Table of Contents
ISRN Oncology
Volume 2012 (2012), Article ID 945162, 14 pages
Review Article

The Role of Transoral Robotic Surgery in the Management of Oropharyngeal Cancer: A Review of the Literature

1Department of Otolaryngology-Head and Neck Surgery, The University of Western ON, London, ON, Canada N6A 3K7
2Department of Radiation Oncology, The University of Western Ontario, London, Ontario, Canada N6A 3K7
3Victoria Hospital, London Health Science Centre, Department of Otolaryngology-Head and Neck Surgery, Room B3-438A, 800 Commissioners Road East London, ON, Canada N6A 5W9

Received 18 January 2012; Accepted 13 February 2012

Academic Editors: J. Bentel and O. Hansen

Copyright © 2012 Samuel A. Dowthwaite et al. This is an open access article distributed under the Creative Commons Attribution License, which permits unrestricted use, distribution, and reproduction in any medium, provided the original work is properly cited.

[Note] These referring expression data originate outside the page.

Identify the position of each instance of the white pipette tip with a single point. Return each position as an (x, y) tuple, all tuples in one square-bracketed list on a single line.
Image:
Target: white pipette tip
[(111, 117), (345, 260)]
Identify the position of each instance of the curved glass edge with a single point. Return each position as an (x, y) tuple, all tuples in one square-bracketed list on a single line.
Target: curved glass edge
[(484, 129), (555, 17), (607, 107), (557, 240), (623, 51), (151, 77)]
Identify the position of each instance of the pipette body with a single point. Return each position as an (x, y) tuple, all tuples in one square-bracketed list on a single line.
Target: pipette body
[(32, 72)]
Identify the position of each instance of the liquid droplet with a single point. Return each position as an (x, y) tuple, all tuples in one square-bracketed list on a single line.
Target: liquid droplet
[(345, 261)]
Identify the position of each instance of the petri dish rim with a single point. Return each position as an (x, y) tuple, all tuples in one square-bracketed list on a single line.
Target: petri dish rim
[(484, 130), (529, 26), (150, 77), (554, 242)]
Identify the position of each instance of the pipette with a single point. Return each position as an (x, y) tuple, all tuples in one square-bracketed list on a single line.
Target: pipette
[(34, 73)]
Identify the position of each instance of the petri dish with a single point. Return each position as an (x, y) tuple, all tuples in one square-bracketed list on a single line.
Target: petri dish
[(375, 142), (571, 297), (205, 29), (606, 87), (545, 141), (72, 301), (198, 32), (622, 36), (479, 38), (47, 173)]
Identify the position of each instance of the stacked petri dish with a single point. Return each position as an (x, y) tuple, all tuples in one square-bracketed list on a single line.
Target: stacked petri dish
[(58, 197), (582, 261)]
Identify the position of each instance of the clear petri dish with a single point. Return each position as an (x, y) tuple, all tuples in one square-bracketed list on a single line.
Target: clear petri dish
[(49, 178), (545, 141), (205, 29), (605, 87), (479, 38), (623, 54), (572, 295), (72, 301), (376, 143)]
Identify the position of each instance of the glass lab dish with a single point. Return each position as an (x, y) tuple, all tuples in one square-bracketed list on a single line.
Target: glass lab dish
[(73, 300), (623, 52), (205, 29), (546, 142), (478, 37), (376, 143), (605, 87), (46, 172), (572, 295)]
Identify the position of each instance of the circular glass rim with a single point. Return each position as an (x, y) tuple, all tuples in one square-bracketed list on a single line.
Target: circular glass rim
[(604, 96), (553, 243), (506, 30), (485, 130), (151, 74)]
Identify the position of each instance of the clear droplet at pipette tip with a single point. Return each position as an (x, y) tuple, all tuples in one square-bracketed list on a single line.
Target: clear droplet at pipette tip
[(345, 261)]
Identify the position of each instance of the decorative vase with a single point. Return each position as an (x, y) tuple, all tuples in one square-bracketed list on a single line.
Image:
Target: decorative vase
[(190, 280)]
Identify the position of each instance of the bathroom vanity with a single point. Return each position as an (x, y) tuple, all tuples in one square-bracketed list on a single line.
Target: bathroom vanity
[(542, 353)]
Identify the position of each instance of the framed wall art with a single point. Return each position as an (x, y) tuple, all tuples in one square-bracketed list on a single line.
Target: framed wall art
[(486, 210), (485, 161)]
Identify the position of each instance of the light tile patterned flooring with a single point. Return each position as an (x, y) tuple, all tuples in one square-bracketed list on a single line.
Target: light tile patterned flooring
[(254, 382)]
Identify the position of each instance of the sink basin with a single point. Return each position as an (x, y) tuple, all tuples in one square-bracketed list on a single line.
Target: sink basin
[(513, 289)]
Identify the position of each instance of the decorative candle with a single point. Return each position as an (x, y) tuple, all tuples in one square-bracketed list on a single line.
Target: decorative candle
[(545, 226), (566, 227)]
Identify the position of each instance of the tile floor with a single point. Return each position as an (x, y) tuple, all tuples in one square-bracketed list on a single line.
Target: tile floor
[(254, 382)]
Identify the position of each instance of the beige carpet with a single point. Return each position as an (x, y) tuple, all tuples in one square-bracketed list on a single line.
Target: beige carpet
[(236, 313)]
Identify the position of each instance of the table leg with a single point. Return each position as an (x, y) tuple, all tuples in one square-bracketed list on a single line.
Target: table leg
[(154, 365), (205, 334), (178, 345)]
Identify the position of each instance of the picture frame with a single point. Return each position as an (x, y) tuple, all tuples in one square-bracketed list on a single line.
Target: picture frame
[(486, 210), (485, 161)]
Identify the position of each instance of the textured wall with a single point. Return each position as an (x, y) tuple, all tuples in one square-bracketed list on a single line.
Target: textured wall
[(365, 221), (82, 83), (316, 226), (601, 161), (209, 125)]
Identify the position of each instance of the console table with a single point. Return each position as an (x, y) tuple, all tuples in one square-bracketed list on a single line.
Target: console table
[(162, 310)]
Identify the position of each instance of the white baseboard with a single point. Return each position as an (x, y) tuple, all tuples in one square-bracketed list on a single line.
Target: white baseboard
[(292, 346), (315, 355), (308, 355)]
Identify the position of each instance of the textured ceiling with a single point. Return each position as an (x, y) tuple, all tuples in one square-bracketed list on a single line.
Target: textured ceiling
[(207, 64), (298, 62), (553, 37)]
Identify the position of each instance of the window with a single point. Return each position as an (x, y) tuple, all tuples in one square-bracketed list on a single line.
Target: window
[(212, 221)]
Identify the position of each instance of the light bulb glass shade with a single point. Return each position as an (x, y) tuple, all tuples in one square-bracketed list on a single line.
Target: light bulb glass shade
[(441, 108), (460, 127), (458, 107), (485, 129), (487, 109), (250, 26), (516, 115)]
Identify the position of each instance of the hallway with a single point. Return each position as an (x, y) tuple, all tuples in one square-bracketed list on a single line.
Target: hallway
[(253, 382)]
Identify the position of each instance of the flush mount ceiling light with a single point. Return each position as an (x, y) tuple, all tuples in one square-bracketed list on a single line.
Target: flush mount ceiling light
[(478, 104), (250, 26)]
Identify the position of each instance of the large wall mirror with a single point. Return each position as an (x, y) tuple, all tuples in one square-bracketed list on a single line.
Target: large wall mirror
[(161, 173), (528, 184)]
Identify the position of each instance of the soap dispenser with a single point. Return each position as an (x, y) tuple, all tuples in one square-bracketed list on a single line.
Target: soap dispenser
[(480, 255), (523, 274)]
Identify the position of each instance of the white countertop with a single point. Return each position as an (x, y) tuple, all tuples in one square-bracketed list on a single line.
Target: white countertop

Background. Transoral robotic surgery (TORS) is an emerging treatment option for the treatment of head and neck malignancies, particularly for oropharyngeal squamous cell carcinoma (OPSCC). Preliminary studies have demonstrated excellent oncologic and functional outcomes that have led to a resurgence of interest in the primary surgical management of OPSCC. The aim of the present study was to review the evidence base supporting the use of TORS in OPSCC. Methods. Studies evaluating the application of TORS in the treatment of head and neck squamous cell carcinoma (HNSCC), and more specifically OPSCC, were identified for review. Further searches were made of reference lists for complete evaluation of minimally invasive surgery (MIS) in treating OPSCC. Results. Seventeen results relating to the application of TORS in treatment of OPSCC were identified. Further results relating to the role of transoral laser microsurgery (TLM) in OPSCC were included for review. Feasibility, oncologic, and functional data is summarized and discussed. Discussion. Management strategies for patients with OPSCC continue to evolve. Minimally invasive surgical techniques including TORS and TLM offer impressive functional and oncologic outcomes particularly for patients with early T-classification and low-volume regional metastatic disease. Potential exists for treatment deintensification, particularly in patients who are HPV positive.